The whole “Send Silence Packing” event led me to evaluate how Kenyon handled my own suicide attempt, and it made me realize that I didn’t deserve to be treated the way I was. I’m normally an open book. I’m a Gemini so I never shut up, and I’ve been through enough therapy that I’ve learned to be emotionally open and vulnerable and just generally communicative, but when it comes to my suicide attempt, I normally don’t address it. A lot of this comes from the fact that I’m aware that it’s a heavy subject, and I just typically do not want to upset people, but a lot of it also comes from how I was treated after it happened. I didn’t feel like I had the right to talk about it, and I’ve come to a place where I’m starting to let go of that.

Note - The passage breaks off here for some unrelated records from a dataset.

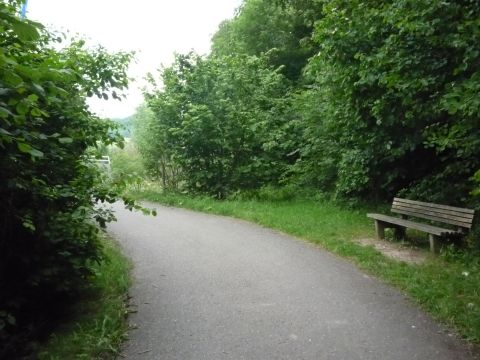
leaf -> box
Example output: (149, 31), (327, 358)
(12, 20), (40, 41)
(30, 149), (44, 158)
(17, 142), (32, 154)
(58, 137), (73, 144)
(0, 106), (13, 119)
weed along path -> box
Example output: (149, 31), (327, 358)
(109, 205), (474, 360)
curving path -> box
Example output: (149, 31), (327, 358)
(109, 205), (474, 360)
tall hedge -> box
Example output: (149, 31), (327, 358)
(0, 1), (130, 358)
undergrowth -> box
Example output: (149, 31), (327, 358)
(38, 235), (131, 360)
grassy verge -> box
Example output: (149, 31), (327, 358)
(132, 191), (480, 344)
(38, 236), (131, 360)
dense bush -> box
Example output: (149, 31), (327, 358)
(0, 1), (135, 358)
(138, 54), (296, 198)
(135, 0), (480, 211)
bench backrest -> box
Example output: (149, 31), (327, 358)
(392, 198), (475, 229)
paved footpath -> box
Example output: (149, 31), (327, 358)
(109, 205), (475, 360)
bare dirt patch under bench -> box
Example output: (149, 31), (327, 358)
(355, 239), (428, 264)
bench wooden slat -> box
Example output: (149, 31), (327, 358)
(395, 210), (472, 229)
(393, 198), (475, 215)
(392, 199), (474, 220)
(367, 214), (458, 236)
(391, 204), (473, 229)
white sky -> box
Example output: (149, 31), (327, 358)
(27, 0), (242, 118)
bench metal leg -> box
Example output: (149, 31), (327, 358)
(375, 220), (385, 240)
(428, 234), (440, 254)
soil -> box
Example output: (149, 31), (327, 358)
(356, 239), (429, 264)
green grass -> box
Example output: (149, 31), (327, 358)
(38, 236), (131, 360)
(131, 190), (480, 344)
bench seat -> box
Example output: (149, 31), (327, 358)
(367, 198), (475, 253)
(367, 214), (460, 236)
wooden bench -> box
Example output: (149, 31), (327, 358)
(367, 198), (474, 253)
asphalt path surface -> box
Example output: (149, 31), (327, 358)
(109, 205), (476, 360)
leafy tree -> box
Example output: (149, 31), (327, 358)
(296, 0), (480, 204)
(0, 1), (134, 358)
(143, 54), (296, 197)
(133, 104), (180, 190)
(212, 0), (320, 80)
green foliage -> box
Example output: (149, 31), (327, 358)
(140, 54), (297, 197)
(133, 104), (180, 190)
(304, 0), (480, 204)
(36, 236), (131, 360)
(212, 0), (321, 80)
(0, 1), (134, 358)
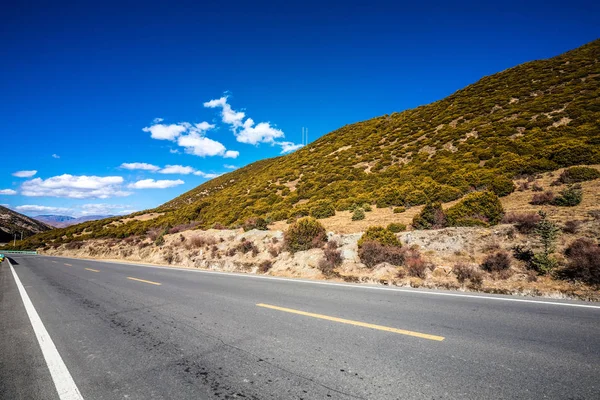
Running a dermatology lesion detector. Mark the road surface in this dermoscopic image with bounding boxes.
[0,256,600,399]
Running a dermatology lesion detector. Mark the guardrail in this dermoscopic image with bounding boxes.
[0,249,37,255]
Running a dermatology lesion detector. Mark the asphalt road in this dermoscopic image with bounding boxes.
[0,256,600,399]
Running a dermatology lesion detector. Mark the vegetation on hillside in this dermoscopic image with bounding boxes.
[5,40,600,247]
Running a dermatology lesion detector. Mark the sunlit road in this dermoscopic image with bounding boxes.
[0,256,600,399]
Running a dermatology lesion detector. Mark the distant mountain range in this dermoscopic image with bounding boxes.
[0,206,52,243]
[34,214,112,228]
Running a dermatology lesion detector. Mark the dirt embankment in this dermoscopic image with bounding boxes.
[42,222,600,300]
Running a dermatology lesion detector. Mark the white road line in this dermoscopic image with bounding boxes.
[7,259,83,400]
[40,255,600,310]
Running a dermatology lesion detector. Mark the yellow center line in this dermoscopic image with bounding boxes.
[257,303,444,342]
[127,276,162,286]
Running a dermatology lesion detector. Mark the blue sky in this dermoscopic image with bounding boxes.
[0,0,600,215]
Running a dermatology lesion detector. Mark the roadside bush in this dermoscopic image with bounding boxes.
[318,242,343,276]
[186,235,217,250]
[562,220,581,234]
[154,233,165,246]
[284,217,327,253]
[258,260,273,274]
[403,249,429,279]
[558,167,600,184]
[552,186,583,207]
[237,238,258,256]
[358,226,402,248]
[242,217,268,232]
[502,212,542,234]
[512,245,535,268]
[452,263,483,286]
[412,203,447,229]
[488,176,515,197]
[310,200,335,219]
[169,222,199,234]
[358,240,404,268]
[530,211,560,274]
[557,238,600,285]
[387,222,406,233]
[65,240,84,250]
[529,191,554,206]
[352,208,365,221]
[446,192,504,226]
[481,251,510,272]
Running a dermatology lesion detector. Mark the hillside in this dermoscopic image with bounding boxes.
[9,40,600,246]
[0,206,52,243]
[159,40,600,225]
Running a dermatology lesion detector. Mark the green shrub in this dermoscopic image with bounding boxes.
[358,226,402,247]
[481,251,510,272]
[487,176,515,197]
[412,203,446,229]
[446,191,504,226]
[558,238,600,285]
[284,217,327,253]
[558,167,600,183]
[358,240,405,268]
[352,208,365,221]
[552,186,583,207]
[387,222,406,233]
[310,200,335,219]
[530,211,560,274]
[242,217,268,232]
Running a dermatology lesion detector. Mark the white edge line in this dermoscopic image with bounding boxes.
[39,254,600,310]
[6,258,83,400]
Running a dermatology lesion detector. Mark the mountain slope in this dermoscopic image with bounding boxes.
[159,40,600,224]
[0,206,52,243]
[10,40,600,244]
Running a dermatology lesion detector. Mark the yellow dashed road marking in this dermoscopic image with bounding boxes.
[257,303,444,342]
[127,276,162,286]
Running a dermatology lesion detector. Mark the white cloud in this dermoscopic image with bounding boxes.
[13,170,37,178]
[158,165,221,179]
[177,133,228,157]
[21,174,131,199]
[223,150,240,158]
[194,171,221,179]
[142,124,187,140]
[275,142,304,154]
[204,97,285,145]
[77,203,134,216]
[142,121,239,158]
[15,204,72,214]
[127,179,185,189]
[119,163,160,172]
[236,118,285,144]
[158,165,195,175]
[204,97,246,128]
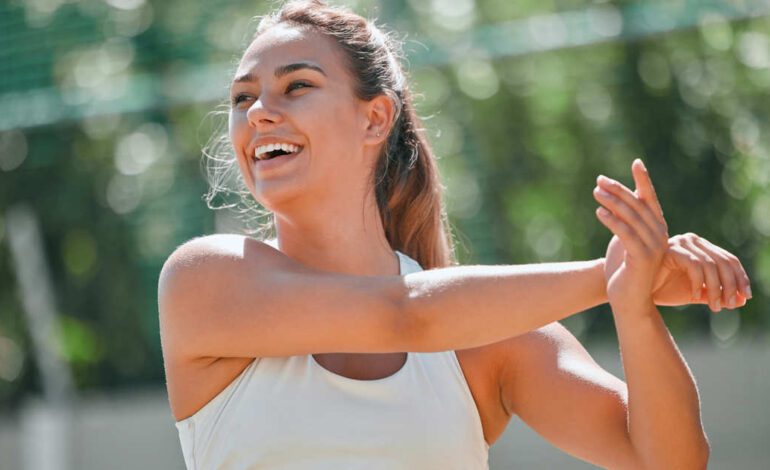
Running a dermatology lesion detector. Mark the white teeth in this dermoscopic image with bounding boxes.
[254,143,300,160]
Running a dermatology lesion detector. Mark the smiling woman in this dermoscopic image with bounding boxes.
[158,1,750,469]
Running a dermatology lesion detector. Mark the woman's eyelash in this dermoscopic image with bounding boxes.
[231,82,313,105]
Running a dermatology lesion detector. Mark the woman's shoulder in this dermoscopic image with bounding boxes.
[160,233,280,286]
[168,233,277,260]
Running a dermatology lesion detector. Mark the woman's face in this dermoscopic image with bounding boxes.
[229,24,373,211]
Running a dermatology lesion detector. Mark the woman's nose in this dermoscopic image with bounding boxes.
[246,97,283,127]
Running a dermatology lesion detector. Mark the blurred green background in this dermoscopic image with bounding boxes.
[0,0,770,444]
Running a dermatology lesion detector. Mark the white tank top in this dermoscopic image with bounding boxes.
[176,251,489,470]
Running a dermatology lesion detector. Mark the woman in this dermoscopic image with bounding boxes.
[159,1,750,469]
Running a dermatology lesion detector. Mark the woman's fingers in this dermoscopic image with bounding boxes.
[596,207,647,256]
[594,175,668,246]
[682,237,728,312]
[631,158,666,224]
[667,243,707,303]
[594,187,658,247]
[688,233,751,308]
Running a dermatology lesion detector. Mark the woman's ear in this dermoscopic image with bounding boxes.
[364,95,395,145]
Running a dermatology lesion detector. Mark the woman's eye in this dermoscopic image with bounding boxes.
[232,93,248,106]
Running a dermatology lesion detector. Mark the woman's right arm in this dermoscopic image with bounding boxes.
[158,235,606,359]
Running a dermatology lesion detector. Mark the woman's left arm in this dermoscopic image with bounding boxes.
[612,303,710,469]
[594,160,712,468]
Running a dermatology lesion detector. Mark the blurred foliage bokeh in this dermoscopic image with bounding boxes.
[0,0,770,410]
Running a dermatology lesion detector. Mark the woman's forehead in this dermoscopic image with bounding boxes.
[236,23,340,75]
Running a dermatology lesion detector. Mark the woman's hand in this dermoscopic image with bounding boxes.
[594,159,668,310]
[599,163,751,312]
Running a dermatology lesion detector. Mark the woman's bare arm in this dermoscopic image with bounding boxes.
[158,235,606,358]
[404,258,607,351]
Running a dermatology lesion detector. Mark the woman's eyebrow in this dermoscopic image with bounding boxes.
[228,62,326,83]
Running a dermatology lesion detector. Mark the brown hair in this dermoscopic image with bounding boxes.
[202,0,457,269]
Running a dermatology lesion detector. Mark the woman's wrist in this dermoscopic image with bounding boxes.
[594,257,609,305]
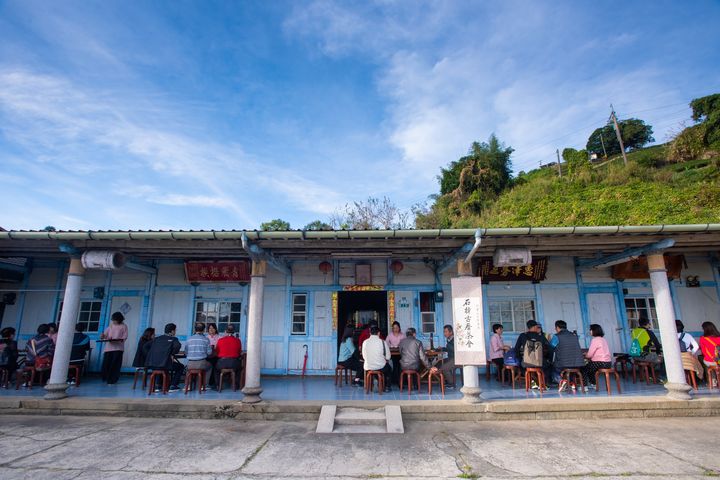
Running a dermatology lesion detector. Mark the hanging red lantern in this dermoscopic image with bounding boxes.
[390,260,405,274]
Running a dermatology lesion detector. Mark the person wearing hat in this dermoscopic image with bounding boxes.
[515,320,552,384]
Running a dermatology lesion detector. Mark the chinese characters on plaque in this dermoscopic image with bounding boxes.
[450,277,487,365]
[185,260,250,283]
[478,257,547,283]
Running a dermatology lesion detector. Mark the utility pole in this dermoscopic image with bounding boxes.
[610,104,627,165]
[600,129,607,160]
[555,148,562,178]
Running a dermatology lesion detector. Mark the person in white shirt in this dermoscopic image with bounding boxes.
[362,326,392,392]
[675,320,700,355]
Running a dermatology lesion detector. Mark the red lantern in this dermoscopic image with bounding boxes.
[390,260,405,274]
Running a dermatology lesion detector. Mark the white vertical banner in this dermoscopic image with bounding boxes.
[450,277,487,365]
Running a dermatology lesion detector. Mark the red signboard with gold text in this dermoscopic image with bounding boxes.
[185,260,250,283]
[478,257,547,283]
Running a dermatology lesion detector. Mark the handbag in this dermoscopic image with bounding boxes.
[30,340,52,370]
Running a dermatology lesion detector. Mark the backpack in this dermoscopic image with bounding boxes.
[678,333,687,353]
[523,338,543,368]
[630,328,650,357]
[0,343,10,367]
[503,349,518,367]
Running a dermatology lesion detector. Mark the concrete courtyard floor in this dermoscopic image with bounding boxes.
[0,415,720,480]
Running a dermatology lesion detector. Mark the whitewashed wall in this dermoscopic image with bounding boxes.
[393,262,435,285]
[150,289,192,334]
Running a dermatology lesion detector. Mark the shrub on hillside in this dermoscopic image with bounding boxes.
[667,123,705,162]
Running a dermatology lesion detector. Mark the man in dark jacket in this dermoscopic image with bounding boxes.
[515,320,552,382]
[552,320,585,387]
[143,323,184,391]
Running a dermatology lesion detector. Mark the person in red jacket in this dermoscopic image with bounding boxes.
[215,325,242,387]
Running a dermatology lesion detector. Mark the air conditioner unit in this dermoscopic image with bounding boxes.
[493,248,532,267]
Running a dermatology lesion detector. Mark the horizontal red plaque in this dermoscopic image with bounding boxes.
[185,260,250,283]
[478,257,547,283]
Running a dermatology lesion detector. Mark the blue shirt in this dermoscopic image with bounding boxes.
[338,337,355,362]
[185,333,212,360]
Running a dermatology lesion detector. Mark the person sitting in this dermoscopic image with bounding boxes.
[133,327,155,368]
[70,323,90,382]
[399,327,430,372]
[385,322,405,386]
[488,323,510,381]
[630,316,662,363]
[553,320,585,391]
[700,322,720,367]
[338,326,363,385]
[143,323,185,392]
[25,323,55,370]
[358,320,385,351]
[438,325,455,389]
[675,320,700,355]
[215,324,242,388]
[515,320,552,382]
[0,327,18,382]
[185,322,212,388]
[581,323,612,388]
[675,320,705,380]
[362,325,391,392]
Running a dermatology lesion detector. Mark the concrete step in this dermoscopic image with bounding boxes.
[315,405,405,433]
[335,408,386,427]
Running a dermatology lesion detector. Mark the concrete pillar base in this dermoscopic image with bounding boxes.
[665,382,692,400]
[45,383,68,400]
[242,387,262,403]
[460,387,482,403]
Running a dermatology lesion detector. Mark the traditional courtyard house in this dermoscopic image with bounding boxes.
[0,224,720,401]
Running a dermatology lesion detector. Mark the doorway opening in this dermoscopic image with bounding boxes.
[338,291,388,347]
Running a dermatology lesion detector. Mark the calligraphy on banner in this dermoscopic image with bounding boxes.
[450,277,487,365]
[388,290,395,325]
[332,292,338,330]
[185,260,250,283]
[343,285,385,292]
[478,257,547,283]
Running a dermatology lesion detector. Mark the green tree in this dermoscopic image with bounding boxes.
[563,148,590,177]
[690,93,720,149]
[260,218,290,232]
[303,220,332,230]
[585,118,655,155]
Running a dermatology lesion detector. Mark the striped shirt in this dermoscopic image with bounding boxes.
[185,333,212,360]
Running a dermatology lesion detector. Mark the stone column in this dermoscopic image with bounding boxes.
[647,252,692,400]
[45,258,85,400]
[242,260,267,403]
[458,259,482,403]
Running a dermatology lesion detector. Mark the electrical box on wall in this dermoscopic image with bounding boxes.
[493,248,532,267]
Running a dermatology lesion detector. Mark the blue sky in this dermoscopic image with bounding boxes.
[0,0,720,229]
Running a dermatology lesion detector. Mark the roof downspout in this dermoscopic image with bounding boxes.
[465,228,482,263]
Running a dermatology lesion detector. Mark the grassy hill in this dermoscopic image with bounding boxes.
[451,145,720,227]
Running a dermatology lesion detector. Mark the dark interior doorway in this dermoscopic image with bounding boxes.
[338,291,388,346]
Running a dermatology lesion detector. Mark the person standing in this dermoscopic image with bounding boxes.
[362,325,391,392]
[100,312,128,385]
[400,327,430,374]
[338,326,363,385]
[185,322,212,388]
[215,323,242,389]
[143,323,185,392]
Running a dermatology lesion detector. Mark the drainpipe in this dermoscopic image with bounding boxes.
[465,228,482,263]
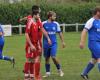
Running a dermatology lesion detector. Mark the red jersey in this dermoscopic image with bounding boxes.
[25,18,42,58]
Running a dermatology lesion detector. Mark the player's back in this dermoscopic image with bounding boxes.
[26,19,38,43]
[0,24,4,45]
[43,21,58,44]
[88,18,100,41]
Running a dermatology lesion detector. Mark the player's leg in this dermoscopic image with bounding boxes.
[81,58,97,80]
[97,58,100,72]
[30,59,34,80]
[50,44,64,76]
[34,56,41,80]
[24,58,30,80]
[0,44,15,67]
[43,48,51,77]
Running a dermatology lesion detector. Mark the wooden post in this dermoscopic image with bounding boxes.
[76,23,78,32]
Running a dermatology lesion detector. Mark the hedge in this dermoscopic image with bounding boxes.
[0,3,97,31]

October 3rd was the two-year anniversary of my suicide attempt, and October 13th will be the two-year anniversary of when I was discharged from the psych ward I was in after it happened. I am no longer ashamed of my story and am getting to a place where I’m proud of how far I’ve come and who I am now. My suicide attempt and everything that happened after was an extremely traumatic experience and one that I’m still getting over, but I’ve finally found the strength to share my story and truly “send silence packing.”